# Lucid Dreaming > Attaining Lucidity > Induction Techniques >  >  WILD Vs DEILD

## Shwaleti

Why would someone choose to try WILD over DEILD?
It seems to me that they are almost the exact same thing but you lose less sleep through DEILD.
Can anyone shed some light on this?

----------


## FatBox

Well a DEILD requires you to wake up and not move or open your eyes, which is pretty hard. A WILD can still be performed after you've woken up and opened your eyes.

----------


## PercyLucid

DEILD is the way to go.  Specially if you chain a lucid into other one.  You can remind yourself to not move nor open your eyes.

With a mantra is very easy to remember to do it, yo do not even need an alarm   WILD is harder and requires loose of sleep.  DEILD had a 100% success rate for me and I got two of my major personal goals from DEILD.

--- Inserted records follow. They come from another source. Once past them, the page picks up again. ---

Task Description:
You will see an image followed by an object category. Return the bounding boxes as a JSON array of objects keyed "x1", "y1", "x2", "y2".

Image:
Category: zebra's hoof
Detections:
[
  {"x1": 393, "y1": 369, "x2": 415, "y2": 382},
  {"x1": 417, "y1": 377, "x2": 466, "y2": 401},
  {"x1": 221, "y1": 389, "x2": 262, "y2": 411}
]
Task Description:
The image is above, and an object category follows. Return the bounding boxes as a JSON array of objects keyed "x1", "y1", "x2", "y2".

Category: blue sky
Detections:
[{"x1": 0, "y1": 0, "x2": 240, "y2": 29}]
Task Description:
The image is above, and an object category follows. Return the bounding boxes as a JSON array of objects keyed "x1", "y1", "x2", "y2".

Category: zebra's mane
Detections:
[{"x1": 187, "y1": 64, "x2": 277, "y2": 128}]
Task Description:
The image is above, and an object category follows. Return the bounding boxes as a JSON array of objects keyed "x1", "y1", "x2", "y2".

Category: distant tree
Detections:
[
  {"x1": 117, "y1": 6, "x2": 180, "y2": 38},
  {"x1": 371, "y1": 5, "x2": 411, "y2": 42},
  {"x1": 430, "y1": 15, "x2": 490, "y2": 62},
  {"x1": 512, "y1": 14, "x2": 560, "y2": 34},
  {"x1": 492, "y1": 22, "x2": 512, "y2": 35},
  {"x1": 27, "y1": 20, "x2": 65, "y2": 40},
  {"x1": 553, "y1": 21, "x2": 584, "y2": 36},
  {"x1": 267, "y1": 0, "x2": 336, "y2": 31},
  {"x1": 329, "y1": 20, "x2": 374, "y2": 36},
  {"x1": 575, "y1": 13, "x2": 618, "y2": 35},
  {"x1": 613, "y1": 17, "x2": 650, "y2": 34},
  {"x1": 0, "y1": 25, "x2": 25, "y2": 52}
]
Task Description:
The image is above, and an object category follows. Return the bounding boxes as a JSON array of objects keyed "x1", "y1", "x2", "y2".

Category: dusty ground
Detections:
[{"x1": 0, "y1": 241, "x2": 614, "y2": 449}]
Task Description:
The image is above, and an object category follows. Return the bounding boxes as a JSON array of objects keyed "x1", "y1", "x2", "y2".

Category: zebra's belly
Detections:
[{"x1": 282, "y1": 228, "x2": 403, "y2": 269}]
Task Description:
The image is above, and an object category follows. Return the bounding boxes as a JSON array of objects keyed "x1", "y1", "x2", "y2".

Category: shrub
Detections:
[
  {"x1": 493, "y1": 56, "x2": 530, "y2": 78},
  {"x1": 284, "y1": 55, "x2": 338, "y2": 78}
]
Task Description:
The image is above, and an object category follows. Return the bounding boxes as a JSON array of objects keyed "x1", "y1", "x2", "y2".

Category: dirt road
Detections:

You just need some decent recall for DEILD because you will chain two dreams, so you can't write the first dream down until you awake from your second (lucid) dream in the chain.

I even chained three dreams, triggering three lucids in a row.  The feelings for DEILD are awesome.  Its like an instant WILD without having to lay flat in bed for several several minutes.

BTW... you do not loose sleep with DEILD.  If you do not move nor open your eyes, sleep paralysis hits instantly, then vibrations and then back into the dream world.

----------